Enfin, un soutien inconditionnel est apporté au référendum d'avril
prochain sur la réforme de la justice adoptée par le gouvernement
Meloni, sans même établir le moindre lien entre ce conflit
institutionnel et les conditions sociales des classes laborieuses. Cette
position comporte le risque réel de perdre cette nouvelle bataille,
difficilement compréhensible pour la population, et ne fera qu'accroître
la méfiance et le découragement au sein des classes laborieuses. Cela
laisse entrevoir la confirmation de la majorité politique actuelle lors
des prochaines élections générales de 2027. Le même soutien, certes
justifié et louable, apporté aux secteurs de la fonction publique et de
l'éducation qui n'ont pas signé la convention collective 2022-2024,
faute de volonté et de capacité à mener une lutte généralisée pour des
augmentations salariales intersectorielles, aura certainement des
répercussions sur la stabilité même de la CGIL dans ces secteurs.
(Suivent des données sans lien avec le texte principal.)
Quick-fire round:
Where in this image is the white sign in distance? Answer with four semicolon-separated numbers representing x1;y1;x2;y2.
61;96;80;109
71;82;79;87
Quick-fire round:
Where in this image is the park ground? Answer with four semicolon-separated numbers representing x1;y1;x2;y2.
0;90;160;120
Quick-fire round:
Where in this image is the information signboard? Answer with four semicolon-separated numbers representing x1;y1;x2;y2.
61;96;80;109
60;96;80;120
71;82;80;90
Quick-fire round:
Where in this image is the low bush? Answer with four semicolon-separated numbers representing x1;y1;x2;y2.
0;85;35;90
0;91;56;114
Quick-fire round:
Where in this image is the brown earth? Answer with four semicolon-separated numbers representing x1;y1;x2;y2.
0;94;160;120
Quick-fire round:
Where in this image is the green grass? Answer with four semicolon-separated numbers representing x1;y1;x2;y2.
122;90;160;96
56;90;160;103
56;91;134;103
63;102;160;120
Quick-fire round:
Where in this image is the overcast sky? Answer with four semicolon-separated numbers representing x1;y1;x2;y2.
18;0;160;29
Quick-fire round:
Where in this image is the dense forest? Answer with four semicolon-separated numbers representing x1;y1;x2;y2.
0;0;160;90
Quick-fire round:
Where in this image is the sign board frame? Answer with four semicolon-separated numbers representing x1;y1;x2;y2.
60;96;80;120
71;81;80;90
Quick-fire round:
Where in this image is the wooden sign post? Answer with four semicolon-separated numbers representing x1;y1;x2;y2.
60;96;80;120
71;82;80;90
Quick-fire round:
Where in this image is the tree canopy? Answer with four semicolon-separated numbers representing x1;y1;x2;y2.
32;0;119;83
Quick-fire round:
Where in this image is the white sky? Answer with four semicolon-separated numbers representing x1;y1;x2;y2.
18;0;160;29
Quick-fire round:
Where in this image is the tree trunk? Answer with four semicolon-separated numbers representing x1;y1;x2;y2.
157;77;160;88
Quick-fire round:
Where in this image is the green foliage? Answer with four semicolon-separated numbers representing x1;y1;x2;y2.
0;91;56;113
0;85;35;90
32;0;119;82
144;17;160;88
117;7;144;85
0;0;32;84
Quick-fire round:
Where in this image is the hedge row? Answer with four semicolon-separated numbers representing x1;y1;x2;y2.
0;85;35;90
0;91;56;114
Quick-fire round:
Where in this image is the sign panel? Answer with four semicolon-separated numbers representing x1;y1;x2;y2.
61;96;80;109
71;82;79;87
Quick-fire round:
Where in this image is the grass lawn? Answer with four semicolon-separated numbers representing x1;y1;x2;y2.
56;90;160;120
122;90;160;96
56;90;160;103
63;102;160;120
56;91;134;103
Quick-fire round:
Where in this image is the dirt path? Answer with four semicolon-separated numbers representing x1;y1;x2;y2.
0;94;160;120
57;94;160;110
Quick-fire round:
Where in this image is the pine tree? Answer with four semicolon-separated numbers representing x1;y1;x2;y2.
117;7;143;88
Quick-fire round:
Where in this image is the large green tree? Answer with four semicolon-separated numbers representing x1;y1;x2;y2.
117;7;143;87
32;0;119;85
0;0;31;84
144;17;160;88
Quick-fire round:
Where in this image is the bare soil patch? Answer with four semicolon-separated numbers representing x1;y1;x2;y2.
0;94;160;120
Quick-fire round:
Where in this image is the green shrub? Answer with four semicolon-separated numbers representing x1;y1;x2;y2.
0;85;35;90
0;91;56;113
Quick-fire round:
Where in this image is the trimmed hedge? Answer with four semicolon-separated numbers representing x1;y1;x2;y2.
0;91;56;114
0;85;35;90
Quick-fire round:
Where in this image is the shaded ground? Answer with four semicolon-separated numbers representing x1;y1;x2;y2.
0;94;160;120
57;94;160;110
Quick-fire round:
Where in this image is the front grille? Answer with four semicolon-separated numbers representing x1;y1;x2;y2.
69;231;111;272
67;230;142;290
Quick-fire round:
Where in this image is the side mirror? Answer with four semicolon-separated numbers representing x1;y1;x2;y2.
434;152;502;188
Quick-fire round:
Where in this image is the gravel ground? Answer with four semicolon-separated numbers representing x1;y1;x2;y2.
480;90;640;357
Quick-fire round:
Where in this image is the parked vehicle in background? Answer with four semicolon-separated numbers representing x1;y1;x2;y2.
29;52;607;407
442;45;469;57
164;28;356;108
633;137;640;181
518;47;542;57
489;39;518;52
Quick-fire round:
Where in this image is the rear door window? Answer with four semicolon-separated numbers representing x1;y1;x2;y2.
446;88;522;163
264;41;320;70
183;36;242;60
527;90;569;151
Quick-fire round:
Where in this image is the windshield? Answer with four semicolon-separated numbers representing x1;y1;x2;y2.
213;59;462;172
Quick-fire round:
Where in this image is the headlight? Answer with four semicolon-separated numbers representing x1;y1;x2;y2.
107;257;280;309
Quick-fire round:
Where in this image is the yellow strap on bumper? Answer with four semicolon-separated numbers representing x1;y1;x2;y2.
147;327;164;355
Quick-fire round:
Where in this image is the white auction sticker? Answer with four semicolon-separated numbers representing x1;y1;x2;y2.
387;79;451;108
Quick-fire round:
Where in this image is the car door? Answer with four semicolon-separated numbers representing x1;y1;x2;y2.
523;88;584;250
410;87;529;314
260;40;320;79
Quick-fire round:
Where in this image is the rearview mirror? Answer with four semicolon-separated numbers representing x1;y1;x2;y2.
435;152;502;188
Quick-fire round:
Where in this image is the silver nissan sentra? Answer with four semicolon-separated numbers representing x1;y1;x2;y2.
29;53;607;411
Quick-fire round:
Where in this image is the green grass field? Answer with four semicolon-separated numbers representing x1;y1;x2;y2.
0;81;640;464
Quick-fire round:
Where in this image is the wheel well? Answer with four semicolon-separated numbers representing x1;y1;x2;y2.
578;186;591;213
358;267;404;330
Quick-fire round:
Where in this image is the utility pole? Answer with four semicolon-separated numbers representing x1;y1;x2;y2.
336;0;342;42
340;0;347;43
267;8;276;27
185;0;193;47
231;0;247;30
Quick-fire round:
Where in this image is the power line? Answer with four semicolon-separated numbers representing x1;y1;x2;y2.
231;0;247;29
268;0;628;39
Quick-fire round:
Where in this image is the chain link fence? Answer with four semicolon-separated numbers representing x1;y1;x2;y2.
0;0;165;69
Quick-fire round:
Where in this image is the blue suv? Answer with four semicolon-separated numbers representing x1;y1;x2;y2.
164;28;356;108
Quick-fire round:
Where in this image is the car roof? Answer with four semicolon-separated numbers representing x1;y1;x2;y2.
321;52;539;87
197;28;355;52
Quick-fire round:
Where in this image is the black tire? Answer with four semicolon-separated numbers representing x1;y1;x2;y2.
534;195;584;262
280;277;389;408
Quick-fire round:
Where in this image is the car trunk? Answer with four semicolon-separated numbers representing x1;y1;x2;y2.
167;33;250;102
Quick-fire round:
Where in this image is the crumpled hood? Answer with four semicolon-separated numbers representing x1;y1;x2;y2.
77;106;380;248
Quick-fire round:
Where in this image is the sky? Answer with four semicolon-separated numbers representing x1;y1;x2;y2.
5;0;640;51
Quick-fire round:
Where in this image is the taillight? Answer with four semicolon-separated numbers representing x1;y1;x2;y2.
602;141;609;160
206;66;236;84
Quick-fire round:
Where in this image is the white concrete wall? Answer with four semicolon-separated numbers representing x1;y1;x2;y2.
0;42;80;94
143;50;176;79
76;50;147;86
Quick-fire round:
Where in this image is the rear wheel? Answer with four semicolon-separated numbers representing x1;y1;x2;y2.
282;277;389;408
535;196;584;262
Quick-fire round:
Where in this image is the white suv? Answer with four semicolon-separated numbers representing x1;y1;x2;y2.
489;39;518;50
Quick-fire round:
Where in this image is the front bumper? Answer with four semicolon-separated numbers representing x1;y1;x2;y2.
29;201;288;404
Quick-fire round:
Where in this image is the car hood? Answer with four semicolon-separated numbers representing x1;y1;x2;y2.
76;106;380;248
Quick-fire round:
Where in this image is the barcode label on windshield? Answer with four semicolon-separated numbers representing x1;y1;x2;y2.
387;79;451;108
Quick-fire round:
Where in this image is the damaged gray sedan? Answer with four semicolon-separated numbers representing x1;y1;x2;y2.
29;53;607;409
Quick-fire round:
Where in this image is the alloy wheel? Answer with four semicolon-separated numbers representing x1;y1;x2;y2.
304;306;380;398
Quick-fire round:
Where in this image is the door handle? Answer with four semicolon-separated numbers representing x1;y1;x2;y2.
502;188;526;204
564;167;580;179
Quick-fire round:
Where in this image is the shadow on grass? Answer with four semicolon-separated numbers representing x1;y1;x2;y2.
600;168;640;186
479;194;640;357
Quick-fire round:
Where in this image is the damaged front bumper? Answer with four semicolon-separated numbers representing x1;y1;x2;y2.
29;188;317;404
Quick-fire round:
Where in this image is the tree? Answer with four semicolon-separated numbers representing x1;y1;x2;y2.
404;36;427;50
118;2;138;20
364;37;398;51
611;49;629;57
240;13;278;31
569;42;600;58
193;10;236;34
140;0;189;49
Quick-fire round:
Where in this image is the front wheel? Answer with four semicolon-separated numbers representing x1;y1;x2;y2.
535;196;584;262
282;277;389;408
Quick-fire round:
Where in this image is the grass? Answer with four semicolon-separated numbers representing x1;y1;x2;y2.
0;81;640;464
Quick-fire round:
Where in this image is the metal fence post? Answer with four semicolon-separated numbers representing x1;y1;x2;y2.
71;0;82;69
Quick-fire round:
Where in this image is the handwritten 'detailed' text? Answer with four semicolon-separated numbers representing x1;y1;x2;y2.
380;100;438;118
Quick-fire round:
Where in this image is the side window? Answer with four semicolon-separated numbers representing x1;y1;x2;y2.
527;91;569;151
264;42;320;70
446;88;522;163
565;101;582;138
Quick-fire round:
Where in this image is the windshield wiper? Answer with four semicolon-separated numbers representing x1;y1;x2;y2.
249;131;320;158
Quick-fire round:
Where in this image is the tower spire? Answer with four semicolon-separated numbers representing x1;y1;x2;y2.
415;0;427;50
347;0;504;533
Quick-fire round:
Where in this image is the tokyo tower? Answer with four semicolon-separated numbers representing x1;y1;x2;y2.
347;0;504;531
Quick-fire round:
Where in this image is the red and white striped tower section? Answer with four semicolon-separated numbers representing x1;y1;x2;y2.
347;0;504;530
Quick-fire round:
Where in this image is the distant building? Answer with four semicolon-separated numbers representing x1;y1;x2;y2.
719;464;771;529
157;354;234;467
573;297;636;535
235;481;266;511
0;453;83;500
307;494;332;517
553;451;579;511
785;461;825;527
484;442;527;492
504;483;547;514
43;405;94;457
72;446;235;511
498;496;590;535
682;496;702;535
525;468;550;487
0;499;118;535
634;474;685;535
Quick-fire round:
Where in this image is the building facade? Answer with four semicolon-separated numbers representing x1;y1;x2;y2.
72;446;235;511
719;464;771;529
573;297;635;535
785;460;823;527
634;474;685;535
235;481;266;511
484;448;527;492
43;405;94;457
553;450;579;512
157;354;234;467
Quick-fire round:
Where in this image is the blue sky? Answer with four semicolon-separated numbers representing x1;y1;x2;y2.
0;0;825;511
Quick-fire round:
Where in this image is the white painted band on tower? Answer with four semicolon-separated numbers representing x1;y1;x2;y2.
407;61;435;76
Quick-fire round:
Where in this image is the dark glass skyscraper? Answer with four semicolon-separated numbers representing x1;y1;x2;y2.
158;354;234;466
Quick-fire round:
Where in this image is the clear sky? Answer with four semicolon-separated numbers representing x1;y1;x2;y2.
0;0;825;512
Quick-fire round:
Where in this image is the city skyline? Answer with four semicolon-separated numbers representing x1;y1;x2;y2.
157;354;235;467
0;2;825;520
Elle
manque de force et de volonté pour renverser la situation, notamment
lors des négociations de second niveau, où la CISL, l'UIL et les
syndicats indépendants signataires justifieront leurs actions en disant:
«C'est mieux que rien.» La simple demande d'exonérations fiscales sur
les augmentations salariales contractuelles témoigne de la confusion de
la direction qui, pour renflouer ses caisses, risque de reproduire
l'erreur commise avec les fonds complémentaires et, en particulier, avec
les avantages sociaux contractuels et d'entreprise. Nous avons déjà
abordé cet aspect contractuel à plusieurs reprises[Cristiano Valente,
«Pour une véritable défense des salaires et des conditions sociales des
travailleurs, il est temps de changer de cap», «Il Cantiere», n° 38,
octobre 2025]et constaté que, ce n'est pas un hasard, les employeurs
sont prêts à consacrer des sommes considérables à ce domaine plutôt
qu'aux salaires de base, car ces sommes sont exonérées d'impôt. Cette
stratégie patronale, soutenue par le gouvernement Meloni,
est si flagrante que la Banque d'Italie elle-même, lors de son audition
parlementaire sur le projet de loi de finances prévoyant un taux réduit
de 5 % sur les augmentations salariales issues des conventions
collectives signées entre 2025 et 2026 pour les salariés dont le revenu
annuel n'excède pas 28 000 EUR, a du admettre et déclarer: «Il est
inapproprié de confier au budget de l'État la tâche de compenser la
perte de pouvoir d'achat des travailleurs.»
Une fois de plus, nous voilà pris dans le même jeu de dupes. Les profits
industriels ne sont pas affectés en faveur des salaires, mais comme la
majorité des impôts pèse sur les employés, en déplaçant nos propres
ressources monétaires, les salaires «indirects», nous autofinançons de
prétendues augmentations de salaire.